El aislamiento, en las “sociedades tradicionales”, es la pena

más dura a la que pueda condenarse a un miembro de la

comunidad. Hoy en día es la condición común. El resto del

desastre se deduce de aquí lógicamente. Es en virtud de la

idea limitada que cada uno se hace de su “hogar” que parece

natural dejar el espacio de la calle en manos de la policía. No

SE habría podido convertir el mundo en un lugar tan inhabitable

bajo la pretensión de controlar toda sociabilidad –de los

mercados a los bares, de las empresas a las trastiendas– si no

SE hubiese acordado antes a cada cual el espacio privado

como refugio.

En nuestra fuga de las condiciones de existencia que nos

mutilan, hemos encontrado las okupaciones o, mejor dicho,

la escena okupa internacional. En esta constelación de lugares

okupados donde se experimentan, se diga lo que se diga, formas

de agregación colectiva fuera de control, conocimos, en

un primer momento, un aumento de potencia.
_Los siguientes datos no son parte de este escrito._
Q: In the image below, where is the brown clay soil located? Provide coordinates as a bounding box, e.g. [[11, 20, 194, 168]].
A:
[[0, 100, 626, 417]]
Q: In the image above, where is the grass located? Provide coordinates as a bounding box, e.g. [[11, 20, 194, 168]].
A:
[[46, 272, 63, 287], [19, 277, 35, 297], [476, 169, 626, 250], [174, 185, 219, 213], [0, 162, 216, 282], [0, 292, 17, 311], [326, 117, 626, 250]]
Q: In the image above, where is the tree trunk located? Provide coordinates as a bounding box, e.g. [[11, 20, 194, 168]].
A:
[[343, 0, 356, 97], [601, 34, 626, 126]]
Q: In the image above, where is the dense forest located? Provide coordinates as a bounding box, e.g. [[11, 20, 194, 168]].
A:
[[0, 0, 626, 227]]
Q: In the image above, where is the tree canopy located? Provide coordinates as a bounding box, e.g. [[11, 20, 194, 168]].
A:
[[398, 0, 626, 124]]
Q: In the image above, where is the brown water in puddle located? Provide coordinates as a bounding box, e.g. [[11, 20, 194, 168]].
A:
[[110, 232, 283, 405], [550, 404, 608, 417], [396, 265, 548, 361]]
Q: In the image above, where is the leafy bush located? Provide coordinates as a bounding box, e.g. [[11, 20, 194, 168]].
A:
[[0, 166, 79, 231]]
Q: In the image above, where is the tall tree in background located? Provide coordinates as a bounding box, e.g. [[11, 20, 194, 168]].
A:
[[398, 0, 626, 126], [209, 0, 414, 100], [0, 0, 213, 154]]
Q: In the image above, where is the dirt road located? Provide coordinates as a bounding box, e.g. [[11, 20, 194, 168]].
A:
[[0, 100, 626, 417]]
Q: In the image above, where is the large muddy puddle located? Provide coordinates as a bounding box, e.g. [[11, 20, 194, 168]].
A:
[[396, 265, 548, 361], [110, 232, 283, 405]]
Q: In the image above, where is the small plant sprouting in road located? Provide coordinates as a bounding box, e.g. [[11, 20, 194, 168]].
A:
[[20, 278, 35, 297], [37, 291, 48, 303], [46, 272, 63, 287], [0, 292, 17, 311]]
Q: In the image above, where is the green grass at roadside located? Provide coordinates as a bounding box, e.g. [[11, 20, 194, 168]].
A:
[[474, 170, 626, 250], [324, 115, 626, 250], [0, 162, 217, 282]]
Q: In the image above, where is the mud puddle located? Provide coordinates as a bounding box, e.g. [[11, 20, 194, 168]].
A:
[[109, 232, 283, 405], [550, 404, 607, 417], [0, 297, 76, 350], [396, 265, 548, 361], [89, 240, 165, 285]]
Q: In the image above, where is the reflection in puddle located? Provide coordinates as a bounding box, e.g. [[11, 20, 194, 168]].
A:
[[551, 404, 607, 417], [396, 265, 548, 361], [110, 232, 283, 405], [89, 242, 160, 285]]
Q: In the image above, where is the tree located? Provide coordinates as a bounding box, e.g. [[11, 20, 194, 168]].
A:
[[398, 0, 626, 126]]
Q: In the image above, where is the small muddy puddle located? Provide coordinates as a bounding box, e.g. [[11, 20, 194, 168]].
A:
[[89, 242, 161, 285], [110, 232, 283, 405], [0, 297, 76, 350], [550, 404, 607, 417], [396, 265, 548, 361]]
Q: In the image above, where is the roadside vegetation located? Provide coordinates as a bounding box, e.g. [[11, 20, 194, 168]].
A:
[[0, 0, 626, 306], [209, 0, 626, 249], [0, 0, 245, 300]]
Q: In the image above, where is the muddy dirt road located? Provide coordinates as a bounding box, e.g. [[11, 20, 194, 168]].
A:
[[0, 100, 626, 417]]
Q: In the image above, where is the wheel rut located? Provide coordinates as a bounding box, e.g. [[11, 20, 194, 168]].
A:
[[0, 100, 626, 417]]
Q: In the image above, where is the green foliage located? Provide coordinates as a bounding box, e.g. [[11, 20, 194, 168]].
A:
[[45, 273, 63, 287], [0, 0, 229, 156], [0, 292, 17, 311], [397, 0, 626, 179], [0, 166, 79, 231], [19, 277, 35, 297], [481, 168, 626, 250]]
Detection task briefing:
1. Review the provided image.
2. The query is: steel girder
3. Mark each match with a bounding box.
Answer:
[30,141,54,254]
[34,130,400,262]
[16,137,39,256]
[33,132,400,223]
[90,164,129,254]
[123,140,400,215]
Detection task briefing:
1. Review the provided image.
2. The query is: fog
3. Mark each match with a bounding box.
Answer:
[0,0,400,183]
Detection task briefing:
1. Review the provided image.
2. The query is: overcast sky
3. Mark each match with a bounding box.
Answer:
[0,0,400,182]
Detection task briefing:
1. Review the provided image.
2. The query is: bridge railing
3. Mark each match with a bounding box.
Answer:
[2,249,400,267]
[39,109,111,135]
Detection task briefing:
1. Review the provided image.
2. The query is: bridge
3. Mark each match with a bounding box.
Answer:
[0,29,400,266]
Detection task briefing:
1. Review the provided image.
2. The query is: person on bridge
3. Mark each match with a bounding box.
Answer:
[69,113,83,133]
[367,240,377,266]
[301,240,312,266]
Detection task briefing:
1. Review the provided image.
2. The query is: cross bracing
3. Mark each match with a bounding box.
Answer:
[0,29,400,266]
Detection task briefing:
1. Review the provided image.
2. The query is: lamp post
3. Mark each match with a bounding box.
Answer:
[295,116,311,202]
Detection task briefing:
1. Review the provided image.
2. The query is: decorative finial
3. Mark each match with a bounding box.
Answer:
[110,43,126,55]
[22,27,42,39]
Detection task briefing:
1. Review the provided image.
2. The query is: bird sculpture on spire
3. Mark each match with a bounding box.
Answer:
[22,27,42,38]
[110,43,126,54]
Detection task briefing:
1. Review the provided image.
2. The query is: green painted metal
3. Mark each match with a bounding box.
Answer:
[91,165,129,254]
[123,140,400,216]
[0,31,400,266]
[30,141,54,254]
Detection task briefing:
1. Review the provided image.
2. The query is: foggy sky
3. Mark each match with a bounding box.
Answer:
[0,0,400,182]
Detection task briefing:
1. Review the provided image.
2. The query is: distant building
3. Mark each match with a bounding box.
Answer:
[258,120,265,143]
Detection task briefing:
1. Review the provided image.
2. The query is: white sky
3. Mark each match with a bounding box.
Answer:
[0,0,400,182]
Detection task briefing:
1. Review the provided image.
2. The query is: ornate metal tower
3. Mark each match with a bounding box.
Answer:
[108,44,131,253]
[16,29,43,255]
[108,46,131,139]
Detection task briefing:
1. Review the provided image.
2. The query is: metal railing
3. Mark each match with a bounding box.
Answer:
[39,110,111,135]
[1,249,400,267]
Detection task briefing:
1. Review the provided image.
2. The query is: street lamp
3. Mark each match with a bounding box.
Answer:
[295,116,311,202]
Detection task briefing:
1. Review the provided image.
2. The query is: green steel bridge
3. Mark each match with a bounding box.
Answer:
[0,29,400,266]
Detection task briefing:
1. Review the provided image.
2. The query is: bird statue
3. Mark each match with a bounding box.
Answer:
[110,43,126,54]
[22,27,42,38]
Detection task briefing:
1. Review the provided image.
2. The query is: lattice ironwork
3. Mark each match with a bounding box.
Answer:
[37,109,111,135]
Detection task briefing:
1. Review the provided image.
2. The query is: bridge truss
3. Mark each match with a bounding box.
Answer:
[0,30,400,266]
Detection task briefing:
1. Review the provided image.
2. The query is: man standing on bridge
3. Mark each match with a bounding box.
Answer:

Nos organizamos

para la supervivencia elemental –reapropiación, trabajos

colectivos, comidas compartidas, puesta en común de técnicas,

de materiales, de inclinaciones amorosas– y encontramos

formas de expresión política –conciertos, manifestaciones,

acción directa, sabotaje, octavillas.

Luego, poco a poco, vimos cómo lo que nos rodeaba se

transformaba en ambiente y de ambiente en escena. Vimos el

dictado de una moral sustituir a la elaboración de una estrategia.

Vimos cómo se solidificaban normas, se construían

reputaciones, lo que fueron hallazgos se ponían a funcionar y

todo se convertía en algo previsible. La aventura colectiva

mutó en triste cohabitación. Una tolerancia hostil se apoderó

de todas las relaciones. Hicimos una componenda. Y como no

podía ser de otro modo, lo que supuestamente debía ser un

contra-mundo se vio reducido finalmente a un simple reflejo

del mundo dominante: los mismos juegos de valorización

personal en el terreno de las reapropiaciones, de la pelea, de

la corrección política o de la radicalidad. El mismo sórdido

liberalismo en la vida afectiva, el mismo afán de territorio, de

dominio, la misma escisión entre vida cotidiana y actividad

política, las mismas paranoias identitarias. Y para los más

afortunados, el lujo de poder escapar periódicamente de su

miseria local llevándola consigo allí donde todavía puede

resultar novedosa.

No achacamos estas debilidades a la forma-okupación. Ni

renegamos ni desertamos de ella. Decimos que okupar no

volverá a tener un sentido para nosotros más que bajo la condición

de entenderse a partir de este compartir al que nos

hemos comprometido. En las okupaciones, como en todas

partes, la confección colectiva de una estrategia es la única

alternativa frente al repliegue en una identidad, a la integración

o al gueto.

En materia de estrategia, recordamos todas las lecciones

de la “tradición de los vencidos”.

Nos acordamos de los inicios del movimiento obrero.

Nos son cercanos.

Porque lo que se puso en marcha en aquella fase inicial se

relaciona directamente con lo que vivimos, con lo que hoy queremos

poner en marcha.

La constitución en fuerza de lo que habría de llamarse

“movimiento obrero” se apoyó en su inicio en la puesta en

común de prácticas criminales. Las cajas de solidaridad en

caso de huelga, los sabotajes, las sociedades secretas, la violencia

de clase, las primeras formas de apoyo mutuo como

modo de superar la supervivencia individual, se desarrollaron

a sabiendas de su carácter ilegal, de su antagonismo.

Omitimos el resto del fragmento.